I discovered sorghum wine tonight. Damn you, Steven.
I've known the man for 15 years and somehow he still manages to subtly corrupt me. I was perfectly in control today until dinner in San Gabriel for his birthday. I can't believe I have now known him this long, first of all. (I was an even skinnier 18-year-old college freshmen when I met him, and we hit it off when he decided we should torture my then-roommate by setting up camp in my room to scare him off.) Secondly, I sat down next to him at the restaurant, already salivating because I could smell the Peking duck in the kitchen, and he shows me a bottle that looks like Log Cabin syrup but it's clear--and, oh yeah, in Chinese.
"What's that?" I asked him.
"Want some?" he said as a reply. When he answers you with a question, you know it's trouble.
So he pours me what looks like a sake cup full of what smells faintly of moonshine. But damn it tastes a lot better. Three "cups" later, I wasn't drunk; I felt like I was floating. At a table full of 12 people, I felt like anything could have happened and I would have merely blinked.
Thankfully, that drunk, floating feeling melted away before I drove home (but not before I ate jellyfish, which inexplicably the restaurant ran out of. really? does one just "run out" of jellyfish?).
I think Steve enjoyed himself. After all, he had a birthday dinner surrounded by friends who all had good senses of humor--a must to make a group dinner work. I did pour him more sorghum wine, so I think he was floating too.
Note to self: Find sorghum wine and learn enough Chinese to find the good stuff.
It's after midnight. I should be asleep, but I feel wired. I am thinking of being stuck on a plane for 15 hours; I am thinking of the fact my father would have been 66 years old today if he was still alive. Now that's a weird thought. To me, he's arrested at 45--a vague figure who is a mixture of memories, sights, and sounds. Ryan was talking to me about how we can't really remember people as they were; they become collages of sensations, in a way--a picture that is not entirely visual, nor entirely accurate. I got quiet, trying hard to remember a sharp picture, a crisp memory untainted by over two decades of absence. And I couldn't do it. It makes me sad in some ways, of course. I feel like the human brain should not do this to you. But I suppose it also blocks out the pictures of him being sick and the awful sterile hospital rooms I sat in all summer. (My sharpest memory is actually hearing "True Colors" by Cyndi Lauper come on the radio minutes after I found out he had died, so there's still no way for me to hate that song.)
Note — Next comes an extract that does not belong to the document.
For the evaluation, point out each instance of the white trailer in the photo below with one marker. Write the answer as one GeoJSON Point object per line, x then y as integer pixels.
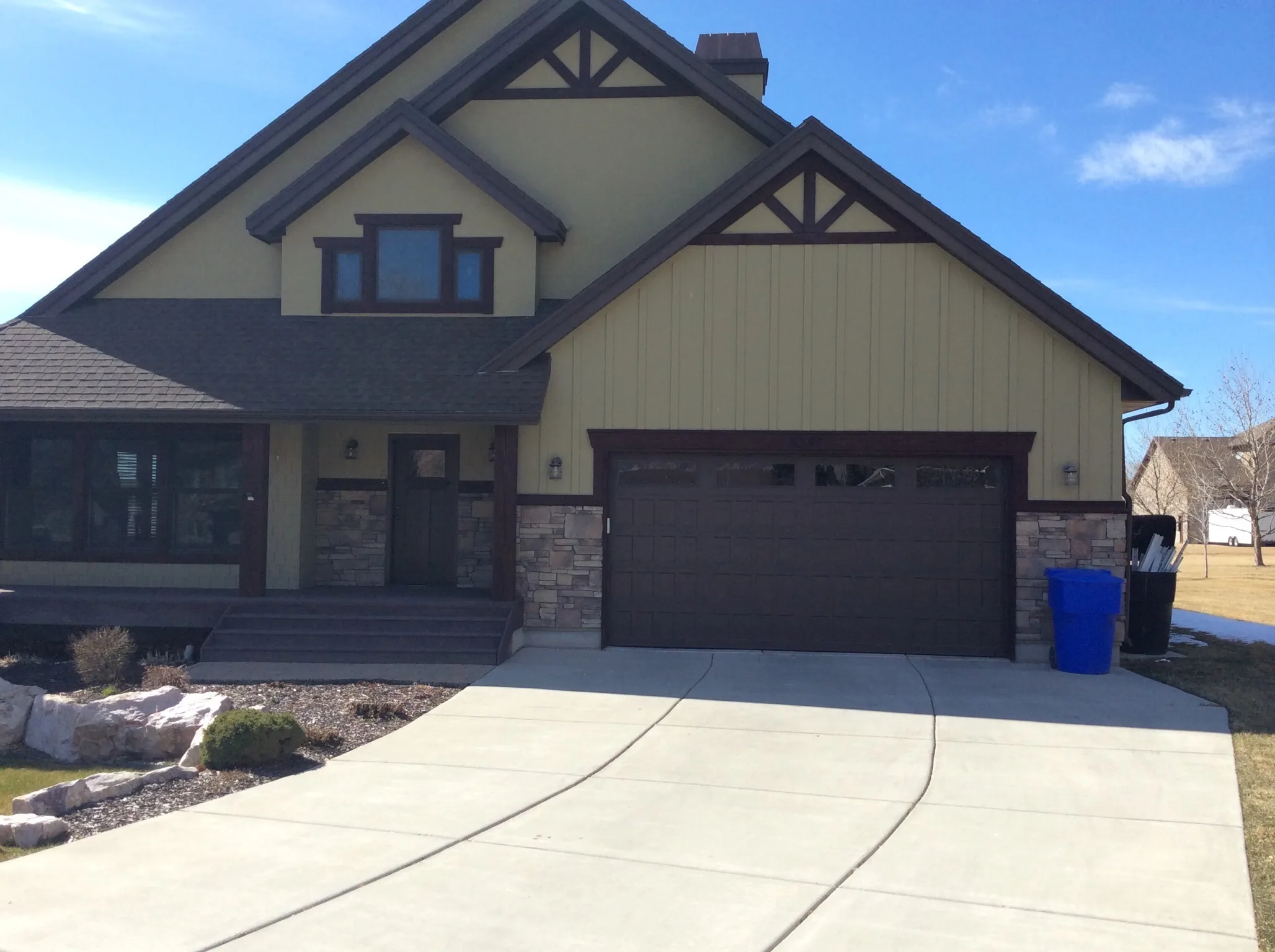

Sorghum wine or not, I am feeling a tad maudlin, thinking of what I have missed and what has yet to happen. Watching your friends (and yourself) get older, it's unavoidable I suppose. And yet I also feel like there is still so, so much more I have yet to do and experience--whether it be learning lawn bowling or visiting Mayan ruins in Mexico. I can at least cross "Eat Jellyfish" off that list.